宮沢賢治は独身を通したので女性との恋愛はなかったように
思われているがそうではない。
いくつかの愛を昇華させている。
賢治の恋愛体験の息吹きを生々しく感じるのは
この三編しかない。

母イチは生来おもいやりの深い誰にも親切な人だった。
春風のように柔らかく・優しくていつも笑顔で面倒をみた。
その母が「人は何のために生まれてきたかというと
人様のお役に立つためなんですよ」と賢治に教えた。 1984出版。
説明・堀尾青史
賢治が貧しく労が多い、農民の生活を少しでも向上させてやりたいと努力したのは、無私の精神だった。(仏教でいう菩薩行)
その自己犠牲の厳しさ・大きな愛の精神を持つ仲間が増えていたことを期待していた。

賢治の初恋
賢治の初恋は1914年、盛岡中学を卒業し、蓄膿症の手術のために、岩手病院(盛岡市)へ入院中で18歳だった。
手術後高熱が続き、発疹チフスの疑いがもたれ、父の看病をうけたが父もまた発病して病床の人となった。この時の看護婦さんに片思いをした。彼女に打ち明けた訳でもなく、いきなり父親に結婚させてくれと頼み込み反対されて苦しむ。

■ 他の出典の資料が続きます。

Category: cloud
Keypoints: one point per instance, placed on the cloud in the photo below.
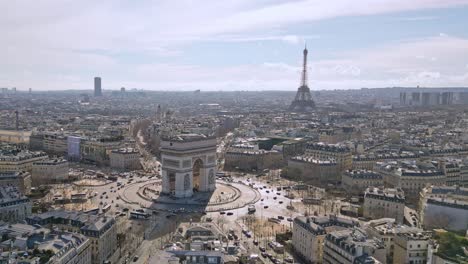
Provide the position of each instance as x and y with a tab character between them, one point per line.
63	44
418	18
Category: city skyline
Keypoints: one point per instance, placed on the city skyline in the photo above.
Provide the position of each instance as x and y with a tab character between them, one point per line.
233	46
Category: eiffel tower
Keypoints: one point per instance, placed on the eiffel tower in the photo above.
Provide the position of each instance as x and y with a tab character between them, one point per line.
303	101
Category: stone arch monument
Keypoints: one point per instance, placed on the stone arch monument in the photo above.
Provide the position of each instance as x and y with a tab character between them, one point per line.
188	165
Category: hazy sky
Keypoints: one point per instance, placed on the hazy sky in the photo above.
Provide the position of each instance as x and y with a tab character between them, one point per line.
232	44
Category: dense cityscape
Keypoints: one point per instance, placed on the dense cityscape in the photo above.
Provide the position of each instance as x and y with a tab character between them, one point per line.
300	174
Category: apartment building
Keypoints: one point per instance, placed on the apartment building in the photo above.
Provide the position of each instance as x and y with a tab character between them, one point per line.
309	234
49	171
125	159
357	181
14	206
383	203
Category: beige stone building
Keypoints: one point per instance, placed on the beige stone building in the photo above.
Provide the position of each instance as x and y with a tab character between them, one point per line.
19	179
20	160
311	170
188	164
341	154
411	248
49	171
352	246
101	230
251	159
125	159
410	176
98	151
444	207
383	203
356	181
385	229
14	206
309	234
14	136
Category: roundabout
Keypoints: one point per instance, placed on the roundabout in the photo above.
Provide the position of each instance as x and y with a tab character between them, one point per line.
226	196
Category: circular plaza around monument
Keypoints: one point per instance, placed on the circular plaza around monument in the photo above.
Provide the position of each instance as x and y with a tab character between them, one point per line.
226	196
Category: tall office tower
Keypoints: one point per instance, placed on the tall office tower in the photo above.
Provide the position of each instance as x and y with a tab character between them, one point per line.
303	101
97	86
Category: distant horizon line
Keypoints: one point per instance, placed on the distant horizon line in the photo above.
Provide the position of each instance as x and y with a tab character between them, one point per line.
200	90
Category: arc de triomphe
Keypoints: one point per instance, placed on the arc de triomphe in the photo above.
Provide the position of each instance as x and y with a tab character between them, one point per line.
188	165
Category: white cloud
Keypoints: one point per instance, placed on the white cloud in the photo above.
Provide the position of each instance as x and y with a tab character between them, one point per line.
63	44
418	18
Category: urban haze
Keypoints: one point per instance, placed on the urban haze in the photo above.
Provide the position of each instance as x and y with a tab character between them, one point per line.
223	132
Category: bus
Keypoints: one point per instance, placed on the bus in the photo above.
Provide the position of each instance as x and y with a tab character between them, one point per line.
106	208
139	215
94	211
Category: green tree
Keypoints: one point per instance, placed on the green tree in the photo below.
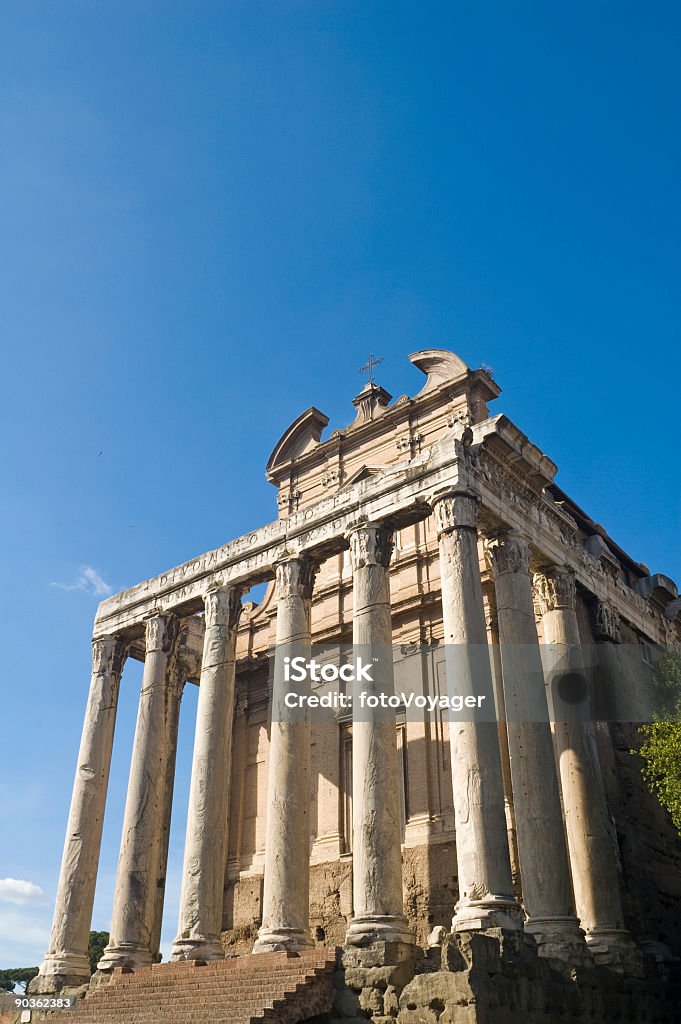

くるおしいほど思った女性はカトリック教会の学生だった。
当時の賢治は級長で授業料免除の特待生であったし、信仰していた浄土真宗から法華経・日蓮宗へ転じつつあった。
賢治にとっての第一義は信仰である。
浄土真宗は題目を唱え、仏にすがり、死後、浄土へいく。
法華経は題目を唱え、日々善行して、その結果として浄土にいく。
ということは厳しく、自己を律し、欲望を禁じ、行動に注意しなければならない。
恋愛感情を心の中にねじ伏せて、信念を高めていく。

親友の花巻高等女学校音楽教諭・藤原が音楽教室で音楽を楽しむ会、レコ−ド・コンサ−トに
集まる一人だった。
彼女は小学校の先生だったようだ。

32歳のときに伊豆大島に伊藤七雄・肺病で妹のチエが付き添っていた。
農芸学校を開こうとして賢治に土壌の調査を頼んだ。七雄は水沢の豪農で見合いを考えていた。
花巻に帰った賢治は伊藤に「結婚するならあの人だなぁ」
イモチ病が発生し、その手当てのために奔走し、倒れる。

結婚
「たしかにそれもいいことには違いないが
あっちもこっちもこんなに体が痛くっちゃね」と日記に書いてある。
シグナルとシグナレス
シグナルとシグナレス
この駅は花巻駅。どうにもみのらない恋愛かもしれないが、恋人は四次元空間に浮遊する。
二人とも一緒に夢を見ていていたのでした。
いつか霧が晴れてそらいちめんのほしが、青や橙やせわしくせわしくまたたき、向こうには真っ黒な倉庫の屋根が笑いながら立っていました。二人はまたほっと小さな息をしました
土神と狐
”樺の木」をめぐる三角関係。つらく、悲しく、淋しくなる。
狐にしろ土神にしても修羅そのものだ。
結局救われないで終わる。
土神はいきなり狐を地べたに投げ込んでぐちゃぐちゃに四・五へん踏みつけました。
それからぐったり横になっている狐の屍骸のレ−ンコ−トのかくしの中に手を入れてみました。
そのかくしの中には茶色なかもがやの穂が二本入っていました。
土神はさっきからあいていた口をそのまま、まるで途方もない声で泣きました。
その泪は雨のように狐に降り、狐はいよいよ首をぐんなりしてうすら笑ったようになつて死んでいたのです。
ガドルフの百合
白百合−百合は清浄にして神聖。ガドルフは作者その人と見られる。足を伸ばして歩いている。
六角形の建物につく。(おれの恋はいまあの百合の花なのだ。いまあの百合の花なのだ。
砕けるなよ)
そこで百合を見るが激しい雷雨に打たれて高い百合は倒れてしまう。
おれの百合は勝ったのだ。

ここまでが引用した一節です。